I went to see what commercial vendors are offering in the way of leadership and management development services. Since I believe that one of the greatest challenges IT departments will face in the next decade is a leadership gap as baby boom managers retire, I wanted to check out what the marketplace had to offer to smooth the transition.

Let's just say that I left the conference a bit overwhelmed by the number of programs on display and underwhelmed by the likely success of those programs. There were boot camps and coaches, videos and e-learning programs, self-guided courses and seminars.

But what almost all of them had in common was their focus on leadership skills. Skills. Skills. Skills. Everything was reduced to skills. There were courses on things like listening, communicating, writing, emotional intelligence and "visioning" (I despise that pseudoword).
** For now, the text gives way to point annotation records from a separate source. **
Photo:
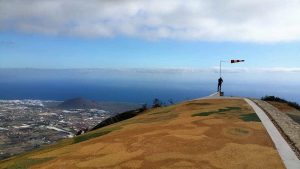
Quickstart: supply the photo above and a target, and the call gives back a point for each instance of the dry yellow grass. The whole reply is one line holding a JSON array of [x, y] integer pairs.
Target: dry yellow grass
[[194, 134]]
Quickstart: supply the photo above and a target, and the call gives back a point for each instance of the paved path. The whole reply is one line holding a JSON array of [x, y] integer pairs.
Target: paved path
[[287, 155]]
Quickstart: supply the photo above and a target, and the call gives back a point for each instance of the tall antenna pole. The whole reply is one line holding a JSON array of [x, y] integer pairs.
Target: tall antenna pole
[[220, 68]]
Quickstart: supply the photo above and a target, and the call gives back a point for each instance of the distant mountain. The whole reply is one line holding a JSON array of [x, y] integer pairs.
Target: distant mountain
[[113, 107]]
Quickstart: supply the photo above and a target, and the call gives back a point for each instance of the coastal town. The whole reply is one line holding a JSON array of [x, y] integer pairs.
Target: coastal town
[[29, 124]]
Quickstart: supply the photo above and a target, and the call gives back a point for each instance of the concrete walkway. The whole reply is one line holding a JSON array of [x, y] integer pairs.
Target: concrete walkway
[[287, 155]]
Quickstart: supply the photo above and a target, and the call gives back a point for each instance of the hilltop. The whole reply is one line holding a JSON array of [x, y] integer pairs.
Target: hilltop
[[206, 133]]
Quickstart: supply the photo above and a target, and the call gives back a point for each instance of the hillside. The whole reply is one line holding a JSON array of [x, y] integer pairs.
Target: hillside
[[207, 133], [82, 103]]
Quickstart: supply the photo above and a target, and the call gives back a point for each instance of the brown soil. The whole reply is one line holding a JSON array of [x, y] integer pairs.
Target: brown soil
[[176, 140]]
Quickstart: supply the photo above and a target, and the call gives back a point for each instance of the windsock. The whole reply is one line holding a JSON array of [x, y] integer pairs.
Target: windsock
[[236, 61]]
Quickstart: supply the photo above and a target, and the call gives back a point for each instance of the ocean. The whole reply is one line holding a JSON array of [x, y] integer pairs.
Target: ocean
[[139, 85]]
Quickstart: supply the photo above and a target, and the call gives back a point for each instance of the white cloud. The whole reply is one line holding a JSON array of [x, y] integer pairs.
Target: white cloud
[[207, 20]]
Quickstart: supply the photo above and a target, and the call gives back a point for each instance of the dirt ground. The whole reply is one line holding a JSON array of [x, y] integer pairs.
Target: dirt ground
[[198, 134]]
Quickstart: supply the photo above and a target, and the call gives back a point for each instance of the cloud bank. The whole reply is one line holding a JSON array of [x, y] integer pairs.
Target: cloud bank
[[218, 20]]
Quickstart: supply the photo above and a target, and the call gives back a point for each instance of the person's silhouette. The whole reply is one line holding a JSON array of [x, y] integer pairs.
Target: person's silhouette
[[220, 81]]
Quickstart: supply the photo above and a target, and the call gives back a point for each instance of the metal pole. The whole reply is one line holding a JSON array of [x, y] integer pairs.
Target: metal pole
[[220, 68]]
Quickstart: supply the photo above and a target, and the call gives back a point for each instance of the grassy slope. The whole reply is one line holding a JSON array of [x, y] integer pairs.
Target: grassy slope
[[209, 131]]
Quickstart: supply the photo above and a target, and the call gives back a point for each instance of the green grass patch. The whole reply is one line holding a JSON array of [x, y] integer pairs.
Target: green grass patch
[[250, 117], [26, 163], [219, 111]]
It was as if someone had set off an M-80 in the leadership section of a Barnes & Noble and each of the resulting fragments had been turned into a stand-alone curriculum advertised as the one solution for all your leadership deficits.

Now, don't get me wrong. I'm all for skills, but most of these programs seemed at best to misconstrue and at worst to willfully obscure the purpose of skills. They are far from the only things that effective managers need.